Türkiye’nin hava sınırını ihlal eden bir Rus uçağını düşürmesinin ardından yine çok yönlü bir tartışmanın içerisinde bulduk kendimizi. İhlaller geçmişi olan bir hadiseydi. Türkiye de defaatle bu yönde ikaz yapmıştı. Birinci elden gözlemlerime dayanarak söyleyebilirim ki Ruslar bu ihlallere olabildiğince gayri ciddi bir şekilde yaklaşıyordu. İhlalleri önemsemedikleri gibi Türkiye’nin tepkisine de yine aynı ciddiyetsizlikle yaklaşıyorlardı.
Üstüne üstlük bu ihlallerden birisini Türkiye’nin yanı başında sadece kültürel değil stratejik hassasiyetimizin de olduğu Türkmen Dağı’nı hedef alırken yapınca Türkiye angajman kuralları gereği önce 5 dakikada 10 kez uyardı, ardından da uçağı F-16’lar marifetiyle düşürdü.
Bir başka deyişle yanı başımızda en yakın müttefiklerimizi çoluk
çocuk demeden hedef alan Rus uçaklarının, uyarılmasına rağmen
sınırımızı ihlal etmesi karşısında Türkiye en doğal uluslararası
hakkını kullanarak Rus uçağını düşürdü.
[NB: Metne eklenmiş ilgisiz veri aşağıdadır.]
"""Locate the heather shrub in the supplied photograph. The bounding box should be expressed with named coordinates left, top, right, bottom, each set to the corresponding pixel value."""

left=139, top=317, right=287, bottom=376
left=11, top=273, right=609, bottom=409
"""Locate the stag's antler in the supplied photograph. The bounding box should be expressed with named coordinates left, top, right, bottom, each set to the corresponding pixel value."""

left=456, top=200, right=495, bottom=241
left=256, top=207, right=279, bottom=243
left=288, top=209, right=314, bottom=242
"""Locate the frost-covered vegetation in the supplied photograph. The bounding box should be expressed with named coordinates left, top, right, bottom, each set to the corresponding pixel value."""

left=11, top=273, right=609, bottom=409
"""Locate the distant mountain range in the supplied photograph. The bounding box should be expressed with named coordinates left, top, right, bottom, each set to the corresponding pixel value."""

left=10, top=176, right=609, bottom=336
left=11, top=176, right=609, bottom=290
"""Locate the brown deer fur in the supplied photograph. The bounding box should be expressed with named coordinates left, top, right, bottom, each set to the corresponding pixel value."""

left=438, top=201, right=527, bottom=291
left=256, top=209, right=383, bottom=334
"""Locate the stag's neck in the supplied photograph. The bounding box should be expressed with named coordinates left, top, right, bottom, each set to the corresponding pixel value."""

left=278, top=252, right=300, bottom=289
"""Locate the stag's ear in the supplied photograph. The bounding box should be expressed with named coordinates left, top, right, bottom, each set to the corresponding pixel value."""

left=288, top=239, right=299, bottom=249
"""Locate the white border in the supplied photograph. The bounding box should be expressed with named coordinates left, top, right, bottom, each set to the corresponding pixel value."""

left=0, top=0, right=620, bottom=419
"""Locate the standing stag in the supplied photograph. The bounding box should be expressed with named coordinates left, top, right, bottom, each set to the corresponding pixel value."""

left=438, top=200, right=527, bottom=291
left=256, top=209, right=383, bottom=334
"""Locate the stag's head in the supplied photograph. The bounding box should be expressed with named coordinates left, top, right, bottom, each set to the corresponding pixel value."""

Aslında açıklamalara
bakarsak düşürüldüğünde uçağın Rusya’ya ait olduğunun bilinmediği
ortaya çıkıyor ki bu da son zamanlarda Esed-Rusya ikilisi
tarafından sıklıkla kullanılan bir stratejiye dönüşmüş durumda.
Milliyeti belirsiz uçaklar daha önce de Genelkurmay açıklamalarında
sıklıkla yer almıştı. Peki, milliyeti bilinse de vurulur muydu?
Muhtemelen vurulurdu zira Rusların ciddiyetsizlikle yaklaştığı bu
ihlal meselesine Türkiye son derece ciddi yaklaşıyor.